Improving software security requires not only strong general-purpose fuzzers, but also those specialized to certain classes of vulnerabilities.

This paper introduces a debug-information fuzzing framework based on differential analysis: randomly generating C programs and comparing their optimized and unoptimized versions’ debugging traces for discrepancies. For their differential analysis, the authors formalize a set of trace invariants, which stipulate that an optimized binary maintain consistency with the debugging information (for example, variables, functions, and source lines) present in its unoptimized version’s debugging trace at any point during execution.

The authors then triage discrepancy-inducing test cases to identify where bugs occur, either in the compiler’s emitting of debug information or in the debugger’s parsing and interpretation of it.

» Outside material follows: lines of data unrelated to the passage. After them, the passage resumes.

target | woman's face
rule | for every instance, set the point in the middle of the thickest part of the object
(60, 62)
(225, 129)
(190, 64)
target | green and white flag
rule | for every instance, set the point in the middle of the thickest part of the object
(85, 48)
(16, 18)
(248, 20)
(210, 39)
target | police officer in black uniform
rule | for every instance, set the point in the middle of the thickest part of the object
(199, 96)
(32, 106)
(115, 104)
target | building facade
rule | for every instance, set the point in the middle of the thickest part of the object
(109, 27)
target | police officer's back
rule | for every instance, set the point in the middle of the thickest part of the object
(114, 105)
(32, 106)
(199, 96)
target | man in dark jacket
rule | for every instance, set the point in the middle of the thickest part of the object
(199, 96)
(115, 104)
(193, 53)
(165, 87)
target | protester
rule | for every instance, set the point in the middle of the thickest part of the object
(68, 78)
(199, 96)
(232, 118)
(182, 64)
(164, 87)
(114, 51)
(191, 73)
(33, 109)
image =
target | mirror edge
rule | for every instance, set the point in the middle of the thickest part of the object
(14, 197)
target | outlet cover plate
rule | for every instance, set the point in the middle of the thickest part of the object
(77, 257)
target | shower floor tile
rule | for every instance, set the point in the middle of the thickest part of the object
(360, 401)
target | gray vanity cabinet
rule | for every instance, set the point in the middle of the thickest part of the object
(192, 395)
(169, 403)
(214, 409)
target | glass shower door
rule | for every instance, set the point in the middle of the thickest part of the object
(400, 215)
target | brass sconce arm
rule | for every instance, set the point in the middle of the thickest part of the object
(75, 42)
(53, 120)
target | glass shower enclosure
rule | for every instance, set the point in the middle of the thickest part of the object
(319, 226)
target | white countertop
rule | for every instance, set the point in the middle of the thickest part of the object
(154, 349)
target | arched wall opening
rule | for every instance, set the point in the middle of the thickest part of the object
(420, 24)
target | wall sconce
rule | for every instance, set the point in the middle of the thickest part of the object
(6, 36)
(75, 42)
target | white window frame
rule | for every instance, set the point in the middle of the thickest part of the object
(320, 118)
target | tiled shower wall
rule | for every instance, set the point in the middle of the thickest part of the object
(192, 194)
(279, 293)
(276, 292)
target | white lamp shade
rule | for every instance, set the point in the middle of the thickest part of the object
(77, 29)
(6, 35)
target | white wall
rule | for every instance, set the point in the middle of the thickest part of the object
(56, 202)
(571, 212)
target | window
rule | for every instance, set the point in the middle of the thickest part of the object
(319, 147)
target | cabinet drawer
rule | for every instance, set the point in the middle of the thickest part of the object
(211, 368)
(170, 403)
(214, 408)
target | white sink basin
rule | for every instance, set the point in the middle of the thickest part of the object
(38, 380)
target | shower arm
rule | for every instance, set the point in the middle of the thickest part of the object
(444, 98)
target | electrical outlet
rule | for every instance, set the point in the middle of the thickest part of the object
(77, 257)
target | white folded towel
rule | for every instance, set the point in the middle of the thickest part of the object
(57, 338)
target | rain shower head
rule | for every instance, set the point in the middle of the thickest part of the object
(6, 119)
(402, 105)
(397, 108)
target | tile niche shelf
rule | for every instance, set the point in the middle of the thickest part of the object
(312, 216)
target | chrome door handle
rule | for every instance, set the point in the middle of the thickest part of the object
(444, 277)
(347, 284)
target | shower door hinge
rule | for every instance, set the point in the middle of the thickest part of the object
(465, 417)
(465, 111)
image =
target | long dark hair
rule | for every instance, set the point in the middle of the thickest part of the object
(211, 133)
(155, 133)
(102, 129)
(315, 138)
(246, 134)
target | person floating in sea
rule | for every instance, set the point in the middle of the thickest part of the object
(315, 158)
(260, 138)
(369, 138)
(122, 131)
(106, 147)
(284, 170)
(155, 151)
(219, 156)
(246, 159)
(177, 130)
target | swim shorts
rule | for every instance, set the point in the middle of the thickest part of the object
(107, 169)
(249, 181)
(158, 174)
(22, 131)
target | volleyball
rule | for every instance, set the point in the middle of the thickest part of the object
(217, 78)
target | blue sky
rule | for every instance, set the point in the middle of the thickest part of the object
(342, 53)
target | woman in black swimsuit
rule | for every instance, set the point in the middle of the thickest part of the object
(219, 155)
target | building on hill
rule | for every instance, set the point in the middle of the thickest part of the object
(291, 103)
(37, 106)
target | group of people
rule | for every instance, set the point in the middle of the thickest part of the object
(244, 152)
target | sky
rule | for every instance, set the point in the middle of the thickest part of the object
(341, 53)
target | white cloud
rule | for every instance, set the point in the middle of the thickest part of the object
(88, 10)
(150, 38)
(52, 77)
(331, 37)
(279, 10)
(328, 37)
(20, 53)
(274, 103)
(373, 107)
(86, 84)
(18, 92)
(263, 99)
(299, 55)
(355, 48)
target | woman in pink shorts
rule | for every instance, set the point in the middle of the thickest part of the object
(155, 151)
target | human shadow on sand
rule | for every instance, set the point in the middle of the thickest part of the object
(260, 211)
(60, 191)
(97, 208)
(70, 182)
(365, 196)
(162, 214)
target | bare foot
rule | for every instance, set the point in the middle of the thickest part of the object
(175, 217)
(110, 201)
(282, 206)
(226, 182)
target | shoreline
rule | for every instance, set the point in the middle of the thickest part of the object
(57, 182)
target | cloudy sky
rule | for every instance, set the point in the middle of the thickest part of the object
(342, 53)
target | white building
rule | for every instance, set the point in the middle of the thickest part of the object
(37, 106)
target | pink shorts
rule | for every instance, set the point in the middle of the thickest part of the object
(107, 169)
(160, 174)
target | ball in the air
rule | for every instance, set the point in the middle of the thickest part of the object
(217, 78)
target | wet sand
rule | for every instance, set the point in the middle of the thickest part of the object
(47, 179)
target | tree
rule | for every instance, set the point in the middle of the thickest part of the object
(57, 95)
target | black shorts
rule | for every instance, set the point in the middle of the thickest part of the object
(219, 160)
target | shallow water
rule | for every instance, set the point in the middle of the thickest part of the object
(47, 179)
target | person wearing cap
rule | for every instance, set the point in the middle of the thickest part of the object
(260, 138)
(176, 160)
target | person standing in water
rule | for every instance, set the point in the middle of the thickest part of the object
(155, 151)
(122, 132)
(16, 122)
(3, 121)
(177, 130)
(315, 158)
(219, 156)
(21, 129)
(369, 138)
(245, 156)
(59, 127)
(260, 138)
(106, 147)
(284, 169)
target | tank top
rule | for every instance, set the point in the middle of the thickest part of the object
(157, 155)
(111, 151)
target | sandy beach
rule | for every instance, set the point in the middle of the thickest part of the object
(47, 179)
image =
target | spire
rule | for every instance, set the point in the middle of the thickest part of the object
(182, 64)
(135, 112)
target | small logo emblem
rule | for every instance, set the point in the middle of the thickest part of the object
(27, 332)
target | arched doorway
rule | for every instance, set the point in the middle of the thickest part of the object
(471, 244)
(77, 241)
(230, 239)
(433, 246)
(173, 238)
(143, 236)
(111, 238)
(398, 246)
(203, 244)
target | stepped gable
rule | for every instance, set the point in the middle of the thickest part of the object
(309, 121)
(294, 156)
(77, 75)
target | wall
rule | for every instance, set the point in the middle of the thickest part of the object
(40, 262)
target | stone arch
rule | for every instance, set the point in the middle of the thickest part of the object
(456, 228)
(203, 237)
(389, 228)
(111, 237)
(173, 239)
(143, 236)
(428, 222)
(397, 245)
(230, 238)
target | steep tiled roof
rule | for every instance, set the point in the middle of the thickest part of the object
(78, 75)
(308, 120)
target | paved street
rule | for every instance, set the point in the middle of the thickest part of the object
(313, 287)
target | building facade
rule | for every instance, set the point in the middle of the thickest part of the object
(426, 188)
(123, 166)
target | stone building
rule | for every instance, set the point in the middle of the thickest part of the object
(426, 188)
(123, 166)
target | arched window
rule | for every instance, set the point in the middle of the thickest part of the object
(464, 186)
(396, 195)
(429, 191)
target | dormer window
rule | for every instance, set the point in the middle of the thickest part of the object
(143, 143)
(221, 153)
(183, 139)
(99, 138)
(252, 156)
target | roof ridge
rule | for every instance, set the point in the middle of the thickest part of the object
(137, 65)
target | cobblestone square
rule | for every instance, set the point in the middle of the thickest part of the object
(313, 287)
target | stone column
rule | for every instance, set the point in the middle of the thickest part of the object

The authors apply their automated fuzzing technique to a variety of widely used software development toolchains.

Overall, the authors’ differential fuzzing approach demonstrates impressive effectiveness: uncovering 34 debug information errors across the LLVM, GNU, and Rust compiler/debugger toolchains—with more than a dozen reported issues already confirmed as being fixed. As vetting the correctness of debug information is still a fairly new application of fuzzing, I expect future fuzzers will improve upon the techniques in this paper toward even greater scrutiny of development toolchains. Moreover, I am optimistic the power of differential fuzzing will yield useful strategies for other nontrivial classes of bugs, software, and systems.

Happy fuzzing!